Q2:最大積載量はどこで確認できますか?
A:対象車両の車検証にある「最大積載量」欄で確認できます。電子車検証では券面や車検証閲覧アプリ、自動車検査証記録事項で登録情報を確認し、広告上の「4t積み」という表示だけでは判断しません。
Q3:最大積載量と車両総重量は何が違いますか?
A:最大積載量は積載できる貨物重量の上限です。車両総重量は、車両重量、最大積載量、乗員分を合計した重量で、乗員分は乗車定員1人当たり55kgとして算定します。
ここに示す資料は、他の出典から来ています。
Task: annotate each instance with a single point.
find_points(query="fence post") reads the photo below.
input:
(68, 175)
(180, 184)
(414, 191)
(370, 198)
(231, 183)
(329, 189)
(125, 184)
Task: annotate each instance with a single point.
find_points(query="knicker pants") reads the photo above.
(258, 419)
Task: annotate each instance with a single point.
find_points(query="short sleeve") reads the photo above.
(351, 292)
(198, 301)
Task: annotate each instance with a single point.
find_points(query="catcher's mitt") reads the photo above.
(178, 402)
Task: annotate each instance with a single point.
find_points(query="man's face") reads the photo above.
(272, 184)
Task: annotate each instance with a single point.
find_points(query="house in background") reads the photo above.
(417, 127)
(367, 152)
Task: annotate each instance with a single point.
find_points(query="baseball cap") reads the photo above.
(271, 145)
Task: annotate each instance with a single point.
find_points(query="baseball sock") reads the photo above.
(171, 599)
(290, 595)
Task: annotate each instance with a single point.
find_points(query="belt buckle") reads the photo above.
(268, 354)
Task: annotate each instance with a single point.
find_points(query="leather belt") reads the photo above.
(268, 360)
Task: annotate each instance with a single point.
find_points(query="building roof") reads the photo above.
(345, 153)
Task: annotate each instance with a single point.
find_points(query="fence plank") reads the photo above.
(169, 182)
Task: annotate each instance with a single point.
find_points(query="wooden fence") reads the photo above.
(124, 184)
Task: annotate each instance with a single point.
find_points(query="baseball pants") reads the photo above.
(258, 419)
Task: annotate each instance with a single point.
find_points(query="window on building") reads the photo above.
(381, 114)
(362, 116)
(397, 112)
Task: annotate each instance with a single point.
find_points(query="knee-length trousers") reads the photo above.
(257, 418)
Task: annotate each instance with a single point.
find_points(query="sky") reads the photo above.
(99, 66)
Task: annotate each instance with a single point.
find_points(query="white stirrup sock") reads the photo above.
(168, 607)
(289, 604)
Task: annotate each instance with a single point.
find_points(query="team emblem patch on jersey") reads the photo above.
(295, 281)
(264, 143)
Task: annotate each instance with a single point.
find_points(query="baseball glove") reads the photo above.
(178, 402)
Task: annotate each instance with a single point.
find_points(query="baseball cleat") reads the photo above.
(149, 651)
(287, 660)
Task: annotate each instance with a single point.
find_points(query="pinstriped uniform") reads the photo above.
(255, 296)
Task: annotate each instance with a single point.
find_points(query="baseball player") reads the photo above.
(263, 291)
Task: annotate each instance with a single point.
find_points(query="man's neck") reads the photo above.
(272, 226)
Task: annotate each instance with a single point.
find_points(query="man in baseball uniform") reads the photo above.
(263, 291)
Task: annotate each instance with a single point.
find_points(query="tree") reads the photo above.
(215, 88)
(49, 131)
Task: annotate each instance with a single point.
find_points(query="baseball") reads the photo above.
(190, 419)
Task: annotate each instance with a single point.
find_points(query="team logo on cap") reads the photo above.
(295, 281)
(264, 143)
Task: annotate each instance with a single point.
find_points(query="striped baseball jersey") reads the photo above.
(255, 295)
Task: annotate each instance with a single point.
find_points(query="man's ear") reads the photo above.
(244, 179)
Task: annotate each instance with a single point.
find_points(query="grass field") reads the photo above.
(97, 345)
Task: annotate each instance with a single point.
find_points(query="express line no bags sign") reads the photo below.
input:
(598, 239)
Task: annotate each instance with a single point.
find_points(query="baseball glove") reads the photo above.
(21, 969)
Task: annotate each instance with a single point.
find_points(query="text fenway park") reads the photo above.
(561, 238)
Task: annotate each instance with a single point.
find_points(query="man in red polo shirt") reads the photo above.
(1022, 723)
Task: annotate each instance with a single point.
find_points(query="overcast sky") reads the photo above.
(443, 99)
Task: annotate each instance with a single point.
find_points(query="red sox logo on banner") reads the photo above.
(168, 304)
Q4:ウイング車やダンプは積載量が少なくなりますか?
A:箱型ボディ、ウイング機構、ダンプ装置などの重量によって、平ボディより最大積載量が小さくなる場合があります。同じ車体形状でも仕様差があるため、実車の車検証で確認します。
Q5:パレットや梱包材の重量も含めますか?
A:パレット、木枠、梱包材、付属品なども、実際に荷台へ積む貨物として合計します。製品本体の重量だけで最大積載量と比較しないようにします。
Q6:最大積載量以内なら必ず運べますか?
A:必ず運べるとは限りません。荷台内寸、開口寸法、偏荷重、重心の高さ、荷崩れ、固縛なども確認する必要があり、重量上限以内でも安全に運べない場合があります。
Q7:最大積載量は免許の判断にも関係しますか?
A:関係します。運転できる免許区分は、最大積載量と車両総重量の両方を使って判断するため、車検証の数値を確認したうえで準中型免許や中型免許の条件と照合します。
まとめ
- 4tトラックの最大積載量は、一般的には4,000kg前後が目安
- ボディや架装によって、2t台、3t台、4t超になる例がある
- 実車の最大積載量は、対象車両の車検証で確定する
- 車両総重量には車両重量、最大積載量、乗車定員1人当たり55kgが含まれる
- 荷物重量にはパレット、木枠、梱包材、付属品なども含める
4tという呼び名だけで積載可否を決めず、車検証の最大積載量と、実際に荷台へ載せる貨物の総重量を照合してください。重量条件を満たした後に、荷台内寸、開口、偏荷重、固縛、現場条件を確認することが重要です。